While you're in those 5 years, 21st CCLC has a way to observe and evaluate the quality of your programs. It is called the RIPQA, Rhode Island Program Quality Assessment, which was adopted and modified from other states using similar tools. There are two main parts to this, Form A and Form B. Form A is an observation tool that assesses if the programs offer a Safe, Supportive, Interactive and Engaging environment for young people. And Form B evaluates the organization itself on; Family and Civic Engagement, Staffing and Professional Development, and Program Leadership.
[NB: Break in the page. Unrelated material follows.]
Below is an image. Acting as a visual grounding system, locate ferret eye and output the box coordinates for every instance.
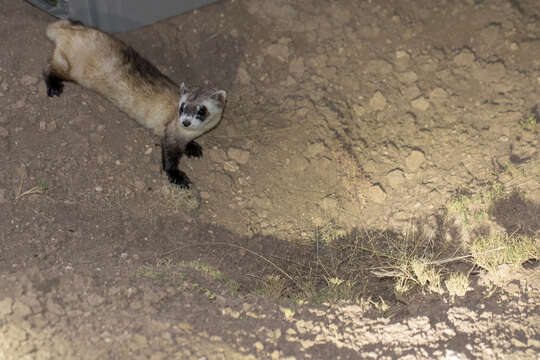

While this is mandatory for programs with this grant I understand its importance but do feel it can often be surface level if an organization is not using it right. First, both Form A and Form B require the organization to form a team of key stakeholders to observe and evaluate the programs. Personally, I believe this needs to involve majority youth voices who are involved in the programs but I find that often does not happen, and are more adults in the space. But, if you are having the adults in the space evaluate how they run programs are you getting non-bias information? I think there could be a lot more evaluating of the evaluation (haha) tool to see if we're getting information from this to inform organizations on how to best serve young people.
PASA (Providence After School Alliance) posted an article about the Value of RIPQA that you can read here if you want another opinion as well.

I completely agree, I feel like people, orgs, society believe that they cannot learn from youth so they in a way are disengaged with them. It reminds me of working with instead of working for, and I think many people have this mindset. This also helps with any facades that some orgs may present when trying to keep their funding (talking about orgs that do not really care).
ReplyDeletethis is s the start of such a good discussion about any tool and HOW it is used! Hoping to make this a part of our work in class. And thanks for posting the PASA article, too!